Pump noise

Pumps and compressors are mechanical devices that are used to move fluids or gases. They often involve rotating machinery, such as impellers or rotors, which can create significant amounts of noise during operation. This pump noise can be unpleasant or even harmful to those who are exposed to it for extended periods of time. This post is discussing the noise level generated by pumps and compressors and how manufacturers test and assess the potential for hearing damage.

Table of content:
Causes of pump noise
Effects of pump noise
Testing of pump noise levels
Methods for reducing excessive noise in pumps

Causes of pump noise

Let’s take a look at a few problems in a building system that are commonly the cause of noises in pumps.

Impeller noise

The impeller is a rotating component that moves fluid through the pump. As it rotates, it creates pressure changes in the fluid that generate noise. This noise can be amplified if the impeller is unbalanced or if it comes into contact with other components of the pump.

Motor Noise

The motor is the power source that drives the impeller. It generates noise as it operates, especially if it is poorly designed or has worn-out bearings.

Vibration noise

Pump vibrations can cause noise by shaking other components or the surrounding structure. This noise can be exacerbated if the pump is mounted on a rigid surface or if it is not properly isolated from other equipment.

Cavitation Noise

Cavitation is a phenomenon that occurs when the pressure in the fluid drops below its vapor pressure, causing bubbles to form and collapse. This process can generate high-frequency noise that is often described as a "cracking" or "popping" sound.

Noise due to air in the system

If your system does not have an air separator, air may become trapped in the water lines and cause issues. To address this problem, it's important to inspect the water lines and bleed the system.

Modern pumps are equipped with bleeder valves that make this process easy. By slowly opening the valve until a hissing noise is heard, air can be released from the system. Once the hissing noise stops and a dribble of water is visible, the pump should be free of air, and the valve can be closed.
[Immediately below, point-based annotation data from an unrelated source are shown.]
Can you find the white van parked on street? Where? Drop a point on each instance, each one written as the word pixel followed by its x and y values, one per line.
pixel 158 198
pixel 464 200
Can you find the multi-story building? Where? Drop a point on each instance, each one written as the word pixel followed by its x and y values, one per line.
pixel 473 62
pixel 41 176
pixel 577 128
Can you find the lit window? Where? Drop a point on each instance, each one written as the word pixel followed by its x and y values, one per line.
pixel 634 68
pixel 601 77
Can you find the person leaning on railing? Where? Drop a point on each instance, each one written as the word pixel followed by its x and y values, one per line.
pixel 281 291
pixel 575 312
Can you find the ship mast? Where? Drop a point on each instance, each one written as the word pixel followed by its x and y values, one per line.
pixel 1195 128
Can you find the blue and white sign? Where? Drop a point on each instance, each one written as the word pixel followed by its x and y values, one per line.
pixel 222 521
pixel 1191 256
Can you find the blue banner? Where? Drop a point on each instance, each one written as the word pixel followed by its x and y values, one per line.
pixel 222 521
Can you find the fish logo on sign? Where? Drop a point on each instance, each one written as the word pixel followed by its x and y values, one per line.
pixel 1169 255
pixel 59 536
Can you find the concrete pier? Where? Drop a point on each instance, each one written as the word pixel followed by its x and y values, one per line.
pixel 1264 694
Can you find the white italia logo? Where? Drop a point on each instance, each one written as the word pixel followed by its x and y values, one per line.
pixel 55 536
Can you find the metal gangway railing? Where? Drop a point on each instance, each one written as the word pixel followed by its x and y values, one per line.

It's also important to ensure that the pump has been installed correctly. Even a slight inclination or misalignment can cause air to become trapped in the pump, leading to noise and other issues. By following proper installation and maintenance procedures, air-related problems can be minimized or avoided altogether.

Effects of pump noise

Higher noise of pumping systems can have various negative effects on both the pump and the system it is serving. Some of the effects are discussed here.

• Excessive noise can cause vibration, which can damage the impeller, shaft, and bearings of the pump. This can result in reduced efficiency and premature failure of the pump.
• Excessive noise can also result in increased maintenance costs. For example, if the pump bearings are damaged due to excessive vibration, they will need to be replaced more frequently, which will increase maintenance costs.
• Higher noise in pumps can also have negative effects on other components in the system, such as valves, fittings, and pipes. Excessive vibration can cause these components to loosen or crack, leading to leaks and reduced lifespan.
• Excessive noise also be a safety risk to workers, as it can lead to hearing loss and other occupational health and safety hazards. Excessive noise levels can also lead to distractions, increasing the risk of accidents.

Testing of pump noise levels

Manufacturers use a variety of methods to measure and test noise levels of pumps. Few of them are discussed here.

Testing of pump noise by measuring acoustic energy

To address this issue, some manufacturers test the acoustic energy generated by the machine at various operating conditions. Acoustic energy is a measure of the sound waves produced by the pump or compressor. By measuring this energy, manufacturers can identify the specific sources of noise and develop strategies to reduce it.

To assess the potential for hearing damage, manufacturers use standardized auditory tests to convert the sound pressure produced by the machine into dBA levels. dBA is a measure of sound level that takes into account how the human ear perceives different frequencies of sound. It is a commonly used unit for measuring the intensity of noise.

Using acoustic microphones, manufacturers can capture the sound waves produced by the pump or compressor and convert them into dBA levels. This information can then be used to assess the potential for hearing damage to those who are exposed to the noise.

Other methods

Another method involves using specialized instruments to measure the vibration levels of the pump and its components. This method helps identify the sources of noise in the system, including the impeller, motor, bearings, and other mechanical components. Once the sources of noise are identified, manufacturers can take steps to reduce the noise level.

Manufacturers may also conduct sound power tests, which measure the total amount of acoustic energy generated by the pump. This method helps to determine the overall noise level of the system and identify the most effective methods for reducing noise.

In addition, manufacturers may use computer simulation software to model the pump and predict its noise output under various operating conditions. This method allows them to optimize the pump design for minimum noise levels and identify potential noise problems before the pump is even built.

Manufacturers can use these methods to measure and test pump noise levels to ensure that their products are optimized for minimum noise and vibration.